Husband bearing giftsI’ve got a birthday coming up. Which has got me thinking: What will he buy me this year?

Because, frankly, last year was a bust. Money was tight, so I may have casually mentioned, “Don’t get me anything for my birthday this year.” Which, as any reader in possession of a couple of X chromosomes will understand, does NOT mean: “Don’t get me ANYTHING for my birthday.” It simply means: “Don’t splurge. Money’s tight – don’t go all crazy.”

The day came. The day went by. Rien. Nada. Zip. Someone’s nose – could it have been mine?? – was severely out of joint.  There was a lump in that someone’s throat as, with bedtime approaching, she managed to choke out a weak: “You didn’t get me anything?

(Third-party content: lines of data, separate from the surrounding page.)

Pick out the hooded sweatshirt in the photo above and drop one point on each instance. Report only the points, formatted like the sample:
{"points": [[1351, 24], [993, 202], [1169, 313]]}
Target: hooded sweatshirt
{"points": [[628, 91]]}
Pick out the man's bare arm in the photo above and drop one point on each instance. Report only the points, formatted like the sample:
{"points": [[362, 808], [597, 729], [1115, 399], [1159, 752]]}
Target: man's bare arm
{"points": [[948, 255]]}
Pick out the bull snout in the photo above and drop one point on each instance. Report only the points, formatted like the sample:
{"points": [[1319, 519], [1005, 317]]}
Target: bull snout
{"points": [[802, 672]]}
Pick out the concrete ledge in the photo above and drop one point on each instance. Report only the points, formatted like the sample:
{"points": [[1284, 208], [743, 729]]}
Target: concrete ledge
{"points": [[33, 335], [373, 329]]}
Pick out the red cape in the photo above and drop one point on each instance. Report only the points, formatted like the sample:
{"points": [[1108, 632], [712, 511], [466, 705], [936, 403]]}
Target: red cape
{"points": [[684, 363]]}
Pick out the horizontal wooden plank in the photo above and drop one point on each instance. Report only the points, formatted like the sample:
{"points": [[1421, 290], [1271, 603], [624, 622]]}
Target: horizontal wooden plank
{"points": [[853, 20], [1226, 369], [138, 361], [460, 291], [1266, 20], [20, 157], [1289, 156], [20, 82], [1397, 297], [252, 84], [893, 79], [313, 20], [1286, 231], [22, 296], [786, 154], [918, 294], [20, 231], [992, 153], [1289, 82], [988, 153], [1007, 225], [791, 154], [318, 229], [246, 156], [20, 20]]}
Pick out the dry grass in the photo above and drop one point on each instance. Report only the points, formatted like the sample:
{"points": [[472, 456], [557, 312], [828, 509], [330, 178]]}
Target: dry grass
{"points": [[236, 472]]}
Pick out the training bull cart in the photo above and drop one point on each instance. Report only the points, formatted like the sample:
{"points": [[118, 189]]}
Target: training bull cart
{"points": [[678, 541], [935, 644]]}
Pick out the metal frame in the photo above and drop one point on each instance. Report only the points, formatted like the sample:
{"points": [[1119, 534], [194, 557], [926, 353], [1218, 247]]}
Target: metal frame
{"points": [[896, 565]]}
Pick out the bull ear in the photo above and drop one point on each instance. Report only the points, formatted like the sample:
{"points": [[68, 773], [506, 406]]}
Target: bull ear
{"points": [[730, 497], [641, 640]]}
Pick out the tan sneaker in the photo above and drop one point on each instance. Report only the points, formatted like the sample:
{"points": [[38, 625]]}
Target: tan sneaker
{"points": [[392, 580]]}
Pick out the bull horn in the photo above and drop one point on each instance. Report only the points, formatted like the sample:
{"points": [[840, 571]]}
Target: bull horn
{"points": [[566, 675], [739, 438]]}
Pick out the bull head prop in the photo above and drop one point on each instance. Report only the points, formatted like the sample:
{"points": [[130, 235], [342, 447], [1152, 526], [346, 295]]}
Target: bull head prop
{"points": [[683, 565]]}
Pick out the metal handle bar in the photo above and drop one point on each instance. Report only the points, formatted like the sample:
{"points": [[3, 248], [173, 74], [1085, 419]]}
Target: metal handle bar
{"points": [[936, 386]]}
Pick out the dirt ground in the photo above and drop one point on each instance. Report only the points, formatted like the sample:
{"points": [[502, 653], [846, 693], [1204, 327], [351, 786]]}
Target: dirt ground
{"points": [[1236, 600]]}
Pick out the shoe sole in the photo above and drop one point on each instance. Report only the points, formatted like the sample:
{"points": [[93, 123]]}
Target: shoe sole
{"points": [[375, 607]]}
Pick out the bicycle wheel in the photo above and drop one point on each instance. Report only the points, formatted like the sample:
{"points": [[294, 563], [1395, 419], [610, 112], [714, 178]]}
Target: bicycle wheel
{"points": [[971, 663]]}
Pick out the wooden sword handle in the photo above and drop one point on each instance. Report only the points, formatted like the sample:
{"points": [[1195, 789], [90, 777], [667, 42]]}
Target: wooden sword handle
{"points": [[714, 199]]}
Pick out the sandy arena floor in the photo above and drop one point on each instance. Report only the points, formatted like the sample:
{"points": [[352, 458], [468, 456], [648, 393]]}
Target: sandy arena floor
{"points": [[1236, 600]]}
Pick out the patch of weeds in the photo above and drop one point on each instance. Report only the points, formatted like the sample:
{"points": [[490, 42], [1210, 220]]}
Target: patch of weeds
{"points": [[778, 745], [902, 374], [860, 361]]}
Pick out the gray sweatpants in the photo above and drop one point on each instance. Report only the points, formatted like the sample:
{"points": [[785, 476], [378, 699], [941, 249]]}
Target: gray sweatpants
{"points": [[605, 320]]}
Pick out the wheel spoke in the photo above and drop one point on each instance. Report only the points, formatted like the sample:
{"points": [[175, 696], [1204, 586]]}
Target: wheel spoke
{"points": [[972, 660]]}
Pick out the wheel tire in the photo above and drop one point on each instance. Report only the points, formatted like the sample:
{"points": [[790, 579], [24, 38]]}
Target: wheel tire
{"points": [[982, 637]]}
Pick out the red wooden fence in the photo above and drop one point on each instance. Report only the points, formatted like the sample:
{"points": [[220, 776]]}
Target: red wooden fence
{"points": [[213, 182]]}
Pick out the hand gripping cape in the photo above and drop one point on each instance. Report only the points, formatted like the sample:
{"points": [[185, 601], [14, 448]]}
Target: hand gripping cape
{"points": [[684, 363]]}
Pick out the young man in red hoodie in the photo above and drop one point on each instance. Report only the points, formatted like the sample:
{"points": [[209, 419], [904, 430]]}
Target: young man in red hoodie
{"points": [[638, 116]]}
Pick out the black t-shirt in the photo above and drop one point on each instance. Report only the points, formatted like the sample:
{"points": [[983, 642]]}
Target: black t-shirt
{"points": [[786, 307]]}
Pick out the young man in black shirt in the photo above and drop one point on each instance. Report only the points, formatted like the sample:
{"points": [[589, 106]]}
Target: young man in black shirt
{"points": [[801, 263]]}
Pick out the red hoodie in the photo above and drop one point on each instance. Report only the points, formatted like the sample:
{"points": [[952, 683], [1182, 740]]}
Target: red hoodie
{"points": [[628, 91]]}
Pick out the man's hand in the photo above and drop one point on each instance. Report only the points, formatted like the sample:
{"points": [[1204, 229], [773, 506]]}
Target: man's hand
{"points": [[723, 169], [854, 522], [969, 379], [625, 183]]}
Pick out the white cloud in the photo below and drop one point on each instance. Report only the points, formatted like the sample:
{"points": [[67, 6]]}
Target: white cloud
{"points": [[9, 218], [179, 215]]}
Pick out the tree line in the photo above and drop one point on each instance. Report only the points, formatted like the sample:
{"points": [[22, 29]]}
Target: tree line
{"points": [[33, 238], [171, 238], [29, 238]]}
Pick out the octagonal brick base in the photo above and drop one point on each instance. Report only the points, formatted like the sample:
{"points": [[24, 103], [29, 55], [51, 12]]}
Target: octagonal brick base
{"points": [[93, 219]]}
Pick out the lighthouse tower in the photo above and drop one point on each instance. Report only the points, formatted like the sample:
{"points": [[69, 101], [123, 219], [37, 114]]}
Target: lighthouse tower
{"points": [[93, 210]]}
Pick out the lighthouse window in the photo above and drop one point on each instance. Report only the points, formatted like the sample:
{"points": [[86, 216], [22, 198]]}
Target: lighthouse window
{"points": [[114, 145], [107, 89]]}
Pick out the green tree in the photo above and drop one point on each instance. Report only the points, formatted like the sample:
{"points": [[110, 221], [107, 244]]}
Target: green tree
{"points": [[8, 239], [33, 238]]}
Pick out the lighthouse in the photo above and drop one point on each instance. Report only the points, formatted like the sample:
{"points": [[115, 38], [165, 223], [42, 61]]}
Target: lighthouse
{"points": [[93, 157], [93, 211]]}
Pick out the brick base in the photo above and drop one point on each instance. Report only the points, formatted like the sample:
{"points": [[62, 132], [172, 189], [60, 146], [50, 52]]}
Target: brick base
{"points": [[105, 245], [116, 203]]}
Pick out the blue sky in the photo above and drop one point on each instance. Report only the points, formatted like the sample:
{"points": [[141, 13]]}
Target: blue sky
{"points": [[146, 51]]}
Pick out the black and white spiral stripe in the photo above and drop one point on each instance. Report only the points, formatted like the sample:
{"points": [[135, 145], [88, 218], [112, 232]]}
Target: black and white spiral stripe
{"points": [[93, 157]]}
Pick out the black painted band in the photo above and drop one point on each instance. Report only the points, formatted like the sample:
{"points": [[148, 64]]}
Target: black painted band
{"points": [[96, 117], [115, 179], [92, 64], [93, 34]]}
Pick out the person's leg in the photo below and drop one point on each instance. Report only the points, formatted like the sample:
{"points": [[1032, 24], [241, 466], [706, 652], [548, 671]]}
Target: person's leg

“Oh, I almost forgot,” he said, retrieving a small, wrapped package from his pocket. I ripped off the paper, and felt my jaw go slack. “You got me – batteries??!”

“They’re rechargeables!” he said. 

Rechargeables? Oh, alrighty then. 

He persisted: “Remember when you were upset because you could have gotten that great shot, but your camera batteries let you down?” I did remember. He looked genuinely thrilled to have pulled off a hat-trick:  He had found a gift I couldn’t deny needing; he had not blown the budget doing so; and he had, sure enough, surprised me.

I may be a writer – a supposed-communicator – but I haven’t mastered this cross-gender communication thing yet.  This year, as my big day approaches, I am keeping very quiet. I’ll let you know how things go.  And, in case they don’t, I’d LOVE to hear about the worst gift you ever got!  Misery loves company!